Mr. Warren, in his book, "The Making of the Constitution," pp. 552-555, has an interesting resume of the proceedings in the Convention and of the conflicting views which were before the state conventions for consideration. He says in part:
"The Convention then was asked to perfect their action in favor of honesty and morality, by adding a prohibition on the States which would put an end to statutes enacting laws for special individuals, setting aside Court judgments, repealing vested rights, altering corporate charters, staying the bringing or prosecution of suits, preventing foreclosure of mortgages, altering the terms of contracts, and allowing tender in payment of debts of something other than that contracted for.
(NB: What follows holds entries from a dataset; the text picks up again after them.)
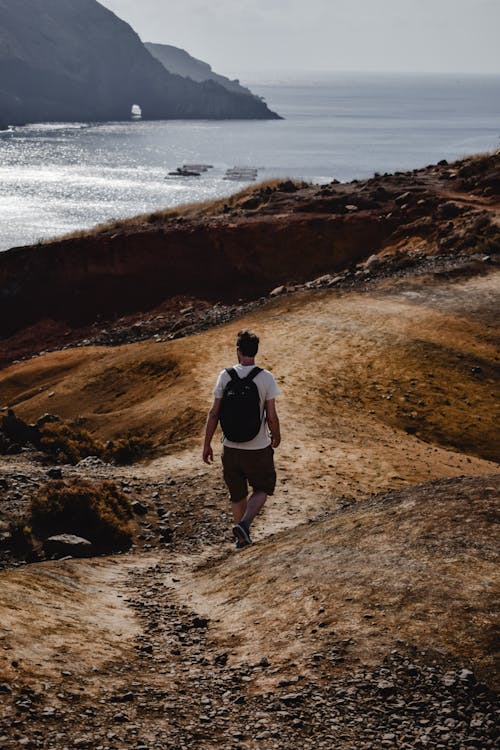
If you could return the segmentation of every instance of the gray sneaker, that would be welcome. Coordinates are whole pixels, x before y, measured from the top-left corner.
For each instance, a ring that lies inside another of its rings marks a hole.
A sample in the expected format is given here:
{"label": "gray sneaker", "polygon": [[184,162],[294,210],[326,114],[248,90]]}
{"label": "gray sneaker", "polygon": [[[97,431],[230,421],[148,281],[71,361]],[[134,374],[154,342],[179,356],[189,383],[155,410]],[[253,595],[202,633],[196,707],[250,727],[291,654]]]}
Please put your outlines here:
{"label": "gray sneaker", "polygon": [[237,523],[235,526],[233,526],[233,536],[236,539],[236,549],[241,549],[241,547],[248,547],[249,544],[252,544],[250,534],[241,523]]}

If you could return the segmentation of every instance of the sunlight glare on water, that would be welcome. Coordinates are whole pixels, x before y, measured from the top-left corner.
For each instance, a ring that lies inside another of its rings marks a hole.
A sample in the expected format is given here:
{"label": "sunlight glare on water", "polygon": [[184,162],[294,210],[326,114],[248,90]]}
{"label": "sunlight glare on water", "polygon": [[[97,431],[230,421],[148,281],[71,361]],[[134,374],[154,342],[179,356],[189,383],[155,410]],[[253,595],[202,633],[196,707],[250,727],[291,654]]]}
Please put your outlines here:
{"label": "sunlight glare on water", "polygon": [[[0,250],[224,197],[258,180],[341,181],[498,148],[497,77],[323,75],[250,83],[280,121],[42,123],[0,132]],[[200,177],[167,177],[184,163]]]}

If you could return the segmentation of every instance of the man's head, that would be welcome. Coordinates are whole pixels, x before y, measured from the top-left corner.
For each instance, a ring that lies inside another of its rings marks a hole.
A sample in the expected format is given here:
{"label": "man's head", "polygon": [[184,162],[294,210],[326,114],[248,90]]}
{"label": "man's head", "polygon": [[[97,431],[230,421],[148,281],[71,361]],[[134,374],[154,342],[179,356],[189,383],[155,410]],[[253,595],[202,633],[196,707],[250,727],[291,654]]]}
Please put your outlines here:
{"label": "man's head", "polygon": [[238,331],[236,348],[244,357],[255,357],[259,349],[259,337],[252,331]]}

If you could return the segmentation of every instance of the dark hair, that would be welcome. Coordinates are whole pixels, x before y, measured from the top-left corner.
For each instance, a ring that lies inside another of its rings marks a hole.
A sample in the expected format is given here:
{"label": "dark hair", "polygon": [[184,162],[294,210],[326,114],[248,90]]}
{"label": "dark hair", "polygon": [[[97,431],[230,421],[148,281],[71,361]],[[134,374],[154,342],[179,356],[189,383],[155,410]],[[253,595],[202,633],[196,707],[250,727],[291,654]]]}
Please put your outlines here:
{"label": "dark hair", "polygon": [[255,357],[259,349],[259,337],[252,331],[238,331],[236,346],[244,357]]}

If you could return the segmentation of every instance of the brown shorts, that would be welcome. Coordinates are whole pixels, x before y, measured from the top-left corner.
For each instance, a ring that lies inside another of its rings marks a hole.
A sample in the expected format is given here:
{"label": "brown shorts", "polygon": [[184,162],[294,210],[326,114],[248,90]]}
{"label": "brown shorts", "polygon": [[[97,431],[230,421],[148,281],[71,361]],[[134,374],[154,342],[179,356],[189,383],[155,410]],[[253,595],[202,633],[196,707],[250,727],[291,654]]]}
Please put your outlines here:
{"label": "brown shorts", "polygon": [[224,481],[229,489],[231,502],[239,503],[248,495],[248,485],[254,492],[272,495],[276,486],[274,450],[270,445],[259,450],[244,450],[224,446],[222,466]]}

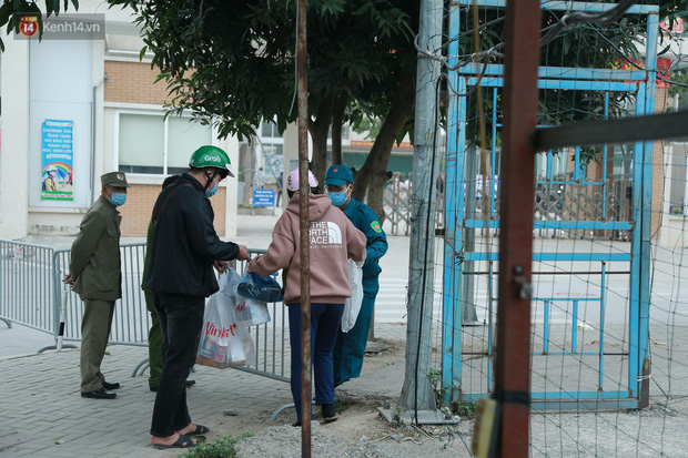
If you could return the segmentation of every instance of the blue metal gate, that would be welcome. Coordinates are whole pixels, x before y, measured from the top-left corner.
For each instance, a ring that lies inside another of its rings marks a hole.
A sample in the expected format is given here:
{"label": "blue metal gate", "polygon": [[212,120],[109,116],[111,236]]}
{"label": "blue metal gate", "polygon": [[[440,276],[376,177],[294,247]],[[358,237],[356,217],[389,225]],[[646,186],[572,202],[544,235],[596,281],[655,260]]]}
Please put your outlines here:
{"label": "blue metal gate", "polygon": [[[459,33],[459,7],[471,4],[472,0],[462,0],[453,7],[451,37]],[[478,4],[503,8],[505,2],[485,0]],[[543,2],[543,9],[563,11],[604,11],[615,6]],[[539,88],[604,94],[605,118],[609,116],[609,92],[633,94],[635,115],[654,113],[657,10],[655,6],[629,10],[648,16],[646,70],[540,68]],[[457,41],[453,40],[449,55],[457,54]],[[455,63],[451,58],[452,68]],[[447,404],[473,401],[493,390],[498,276],[494,266],[498,257],[496,250],[490,250],[489,237],[498,236],[499,227],[496,139],[503,72],[503,65],[471,64],[449,75],[458,96],[451,94],[449,99],[446,161],[442,340]],[[476,175],[472,162],[477,153],[466,140],[466,95],[476,84],[489,94],[493,108],[490,155],[495,167],[485,175]],[[536,161],[533,230],[534,238],[542,237],[533,257],[530,397],[536,409],[636,408],[647,396],[643,381],[649,370],[652,142],[633,145],[630,167],[621,176],[608,173],[613,153],[601,145],[603,166],[593,176],[587,167],[594,164],[585,164],[578,147],[573,152],[573,170],[566,165],[567,151],[549,151]],[[467,313],[465,308],[472,307],[477,308]],[[463,327],[476,324],[476,317],[484,326]]]}

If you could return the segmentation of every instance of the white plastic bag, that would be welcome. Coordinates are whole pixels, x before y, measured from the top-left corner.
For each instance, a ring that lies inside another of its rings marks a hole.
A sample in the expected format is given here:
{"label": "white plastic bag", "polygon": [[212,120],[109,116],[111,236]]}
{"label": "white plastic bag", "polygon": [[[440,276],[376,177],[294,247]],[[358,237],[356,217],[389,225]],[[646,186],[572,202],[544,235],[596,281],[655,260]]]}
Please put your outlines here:
{"label": "white plastic bag", "polygon": [[198,364],[224,369],[253,359],[253,339],[246,325],[236,317],[234,288],[240,281],[234,269],[220,276],[220,291],[205,305]]}
{"label": "white plastic bag", "polygon": [[266,303],[244,297],[239,293],[236,293],[236,316],[246,326],[270,323],[270,311]]}
{"label": "white plastic bag", "polygon": [[348,259],[348,285],[351,286],[351,297],[344,303],[342,333],[348,333],[354,327],[363,303],[363,269],[356,266],[352,259]]}

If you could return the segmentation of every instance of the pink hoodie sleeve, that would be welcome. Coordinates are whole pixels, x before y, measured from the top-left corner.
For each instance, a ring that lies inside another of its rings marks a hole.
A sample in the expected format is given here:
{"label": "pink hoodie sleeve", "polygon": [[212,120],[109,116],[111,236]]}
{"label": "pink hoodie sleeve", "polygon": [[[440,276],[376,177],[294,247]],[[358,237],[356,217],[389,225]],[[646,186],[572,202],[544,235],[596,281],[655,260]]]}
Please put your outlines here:
{"label": "pink hoodie sleeve", "polygon": [[292,237],[291,222],[287,214],[281,217],[272,232],[272,243],[267,253],[251,261],[251,267],[260,276],[266,277],[281,268],[287,267],[296,253],[296,243]]}

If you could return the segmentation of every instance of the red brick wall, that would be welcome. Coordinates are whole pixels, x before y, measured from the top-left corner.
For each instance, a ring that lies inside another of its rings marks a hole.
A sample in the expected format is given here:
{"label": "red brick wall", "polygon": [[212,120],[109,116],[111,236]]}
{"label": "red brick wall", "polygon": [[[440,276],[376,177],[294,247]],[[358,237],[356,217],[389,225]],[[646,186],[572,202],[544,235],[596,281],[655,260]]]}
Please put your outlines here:
{"label": "red brick wall", "polygon": [[169,100],[164,81],[150,63],[105,61],[105,102],[163,104]]}
{"label": "red brick wall", "polygon": [[[105,61],[105,102],[161,105],[170,99],[165,82],[155,83],[158,71],[151,69],[150,63]],[[122,214],[122,236],[145,237],[160,189],[160,184],[131,185],[127,204],[119,208]],[[226,187],[220,187],[211,200],[215,212],[215,231],[221,236],[225,233],[225,195]]]}

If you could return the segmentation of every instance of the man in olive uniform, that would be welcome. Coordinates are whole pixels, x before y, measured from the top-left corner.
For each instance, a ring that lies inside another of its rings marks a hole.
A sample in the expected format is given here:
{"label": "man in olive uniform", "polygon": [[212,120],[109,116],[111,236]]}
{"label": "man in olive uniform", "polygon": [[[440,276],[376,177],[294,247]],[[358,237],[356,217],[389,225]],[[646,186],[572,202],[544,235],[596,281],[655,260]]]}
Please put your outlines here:
{"label": "man in olive uniform", "polygon": [[117,207],[127,202],[127,177],[122,172],[105,173],[98,201],[81,221],[72,244],[69,274],[63,282],[71,285],[84,303],[81,322],[81,396],[114,399],[112,389],[100,372],[105,355],[114,302],[122,297],[120,271],[120,223]]}
{"label": "man in olive uniform", "polygon": [[337,340],[334,345],[334,386],[356,378],[361,375],[365,345],[368,339],[368,329],[375,308],[375,296],[380,289],[377,277],[382,272],[378,261],[387,253],[387,237],[380,224],[380,218],[366,204],[352,197],[354,192],[354,174],[345,165],[332,165],[325,175],[325,194],[332,204],[342,208],[342,212],[354,223],[354,226],[365,234],[366,257],[363,265],[363,302],[356,324],[348,333],[337,330]]}

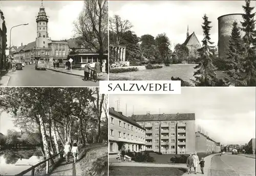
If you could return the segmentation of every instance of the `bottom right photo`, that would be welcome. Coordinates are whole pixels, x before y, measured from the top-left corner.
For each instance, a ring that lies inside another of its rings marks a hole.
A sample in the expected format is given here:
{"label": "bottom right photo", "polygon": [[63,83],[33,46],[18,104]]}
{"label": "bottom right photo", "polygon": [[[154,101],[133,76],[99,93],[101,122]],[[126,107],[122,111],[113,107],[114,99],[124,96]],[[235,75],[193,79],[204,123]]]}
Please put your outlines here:
{"label": "bottom right photo", "polygon": [[109,175],[255,175],[255,87],[111,94]]}

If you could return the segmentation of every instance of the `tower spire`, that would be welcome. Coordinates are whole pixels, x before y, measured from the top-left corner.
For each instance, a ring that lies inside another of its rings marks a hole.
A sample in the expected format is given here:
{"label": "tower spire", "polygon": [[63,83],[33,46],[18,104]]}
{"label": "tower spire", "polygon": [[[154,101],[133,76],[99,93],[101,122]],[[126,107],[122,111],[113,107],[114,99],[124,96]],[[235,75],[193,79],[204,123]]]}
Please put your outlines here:
{"label": "tower spire", "polygon": [[188,25],[187,25],[187,38],[189,36],[189,33],[188,33]]}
The State Legislatures had hitherto passed such laws in abundant measure, and the situation was graphically described later by Chief Justice Marshall in one of his most noted decisions [Ogden v. Saunders, 12 Wheat. 213, 354], as follows:
"`The power of changing the relative situation of debtor and creditor, of interfering with contracts, a power which comes home to every man, touches the interest of all, and controls the conduct of every individual in those things which he supposes to be proper for his own exclusive management, had been used to such an excess by the State Legislatures as to break in upon the ordinary intercourse of society and destroy all confidence between man and man. The mischief had become so great, so alarming, as not only to impair commercial intercourse and threaten the existence of credit, but to sap the morals of the people and destroy the sanctity of private faith. To guard against the continuance of the evil was an object of deep interest with all the truly wise as well as virtuous of this great community, and was one of the important benefits expected from a reform of the government.'
"To obviate the conditions thus described, King of Massachusetts proposed the insertion of a new restriction on the States. . . . Wilson and Madison supported his motion. Mason and G. Morris, however, believed that it went too far in interfering with the powers of the States. . . . There was also a genuine belief by some delegates that, under some circumstances and in financial crises, such stay and tender laws might be necessary to avert calamitous loss to debtors. . . . The other delegates had been deeply impressed by the disastrous social and economic effects of the stay and tender laws which had been enacted by most of the States between 1780 and 1786, and they decided to make similar legislation impossible in the future."